Social Network Graph Processing (2014)

Archival Note

The original contest site is no longer accessible. There is an Archive.org mirror available, from which the text on the rest of this page was copied.

There was no provided starting code for this contest. The provided data sets and example queries can be found in transactionalblog/sigmod-contest-2014GitHub. Links in the copied text below have been changed to point to the GitHub repo.

This contest was organized by the G* Research Group of University at Albany. The winner of this contest was Moritz Kaufmann, Manuel Then, Tobias Mühlbauer, and Andrey Gubichev from the Technical University of Munich. The organizers authored a report analyzing the contest and submissions. One of the submissions is available as ppwwyyxx/sigmod14contestGitHub. A later paper used this programming contest as the context within which to evaluate a GraphBLAS-based solution.


Task overview

The goal is to execute a set of queries as quickly as possible. There are four types of queries. For convenience, we have broken the sample query workload (below) into individual text files, one for each of the four query types.
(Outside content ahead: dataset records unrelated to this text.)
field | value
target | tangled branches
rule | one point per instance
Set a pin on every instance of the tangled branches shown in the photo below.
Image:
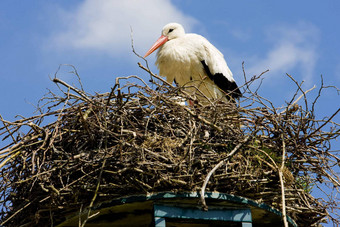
(138, 138)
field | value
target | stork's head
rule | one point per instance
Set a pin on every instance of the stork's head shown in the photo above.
(169, 32)
(173, 31)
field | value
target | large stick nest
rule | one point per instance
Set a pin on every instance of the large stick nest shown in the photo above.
(139, 139)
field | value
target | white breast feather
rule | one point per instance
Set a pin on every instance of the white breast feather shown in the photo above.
(180, 60)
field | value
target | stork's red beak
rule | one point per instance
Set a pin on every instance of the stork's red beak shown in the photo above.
(160, 41)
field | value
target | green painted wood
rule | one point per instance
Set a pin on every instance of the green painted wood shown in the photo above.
(236, 215)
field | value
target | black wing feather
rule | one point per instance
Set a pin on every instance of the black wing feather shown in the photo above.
(230, 87)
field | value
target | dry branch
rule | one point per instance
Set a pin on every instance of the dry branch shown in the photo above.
(138, 139)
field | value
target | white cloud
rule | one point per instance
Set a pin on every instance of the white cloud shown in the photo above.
(293, 47)
(104, 25)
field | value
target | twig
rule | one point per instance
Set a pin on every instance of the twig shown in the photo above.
(207, 178)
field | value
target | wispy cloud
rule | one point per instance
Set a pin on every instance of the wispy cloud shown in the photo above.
(104, 25)
(292, 48)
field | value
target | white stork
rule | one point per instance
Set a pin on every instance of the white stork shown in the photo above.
(190, 60)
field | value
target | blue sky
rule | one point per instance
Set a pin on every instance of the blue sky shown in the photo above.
(296, 37)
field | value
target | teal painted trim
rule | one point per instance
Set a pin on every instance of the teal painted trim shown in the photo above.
(159, 222)
(210, 195)
(235, 215)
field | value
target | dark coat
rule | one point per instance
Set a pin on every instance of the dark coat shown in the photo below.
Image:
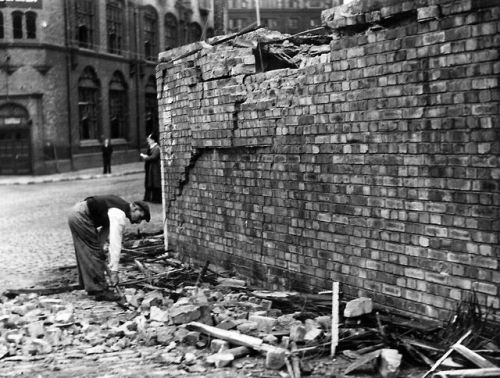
(153, 168)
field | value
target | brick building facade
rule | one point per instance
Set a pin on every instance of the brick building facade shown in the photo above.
(75, 71)
(375, 164)
(286, 16)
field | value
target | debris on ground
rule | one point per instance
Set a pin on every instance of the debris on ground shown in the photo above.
(202, 320)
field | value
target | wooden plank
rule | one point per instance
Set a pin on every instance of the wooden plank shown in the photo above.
(363, 360)
(485, 372)
(473, 357)
(445, 356)
(335, 318)
(234, 337)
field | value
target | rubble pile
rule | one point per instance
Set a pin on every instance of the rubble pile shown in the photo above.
(201, 320)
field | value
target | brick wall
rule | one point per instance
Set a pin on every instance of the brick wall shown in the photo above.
(375, 164)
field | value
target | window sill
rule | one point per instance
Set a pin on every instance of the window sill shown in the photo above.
(96, 142)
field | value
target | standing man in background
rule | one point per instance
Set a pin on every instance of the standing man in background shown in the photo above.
(107, 150)
(152, 167)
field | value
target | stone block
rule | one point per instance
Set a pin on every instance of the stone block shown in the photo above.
(218, 345)
(164, 335)
(227, 324)
(247, 327)
(191, 338)
(275, 358)
(152, 298)
(158, 315)
(390, 361)
(220, 359)
(185, 314)
(358, 307)
(171, 358)
(264, 323)
(297, 332)
(64, 316)
(35, 329)
(53, 335)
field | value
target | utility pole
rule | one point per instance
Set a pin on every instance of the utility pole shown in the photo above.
(220, 9)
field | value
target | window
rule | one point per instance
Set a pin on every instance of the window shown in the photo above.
(88, 110)
(194, 32)
(17, 24)
(118, 105)
(293, 23)
(151, 106)
(31, 25)
(114, 23)
(1, 25)
(150, 34)
(85, 18)
(182, 32)
(171, 36)
(313, 22)
(271, 23)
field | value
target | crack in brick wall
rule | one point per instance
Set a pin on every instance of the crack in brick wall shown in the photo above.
(376, 165)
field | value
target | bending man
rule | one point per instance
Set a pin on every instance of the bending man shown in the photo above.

There is a one-to-one mapping between queries and answers in the provided samples. The answers file contains comments after the % character. These are for your own debugging purposes. Submissions must not contain such comments.

Query Type 1 (Shortest Distance Over Frequent Communication Paths)

Given two integer person ids $p1$ and $p2$, and another integer $x$, find the minimum number of hops between $p1$ and $p2$ in the graph induced by persons who

  1. have made more than $x$ comments in reply to each others' comments (see comment_hasCreator_person and comment_replyOf_comment), and

  2. know each other (see person_knows_person, which presents undirected friendships between persons; a friendship relationship between persons $x$ and $y$ is represented by pairs $x|y$ and $y|x$).

API

query1(p1, p2, x)

Output

One integer (hop count) per line.

Samples

1k-sample-queries1.txt and 1k-sample-answers1.txt

Query Type 2 (Interests with Large Communities)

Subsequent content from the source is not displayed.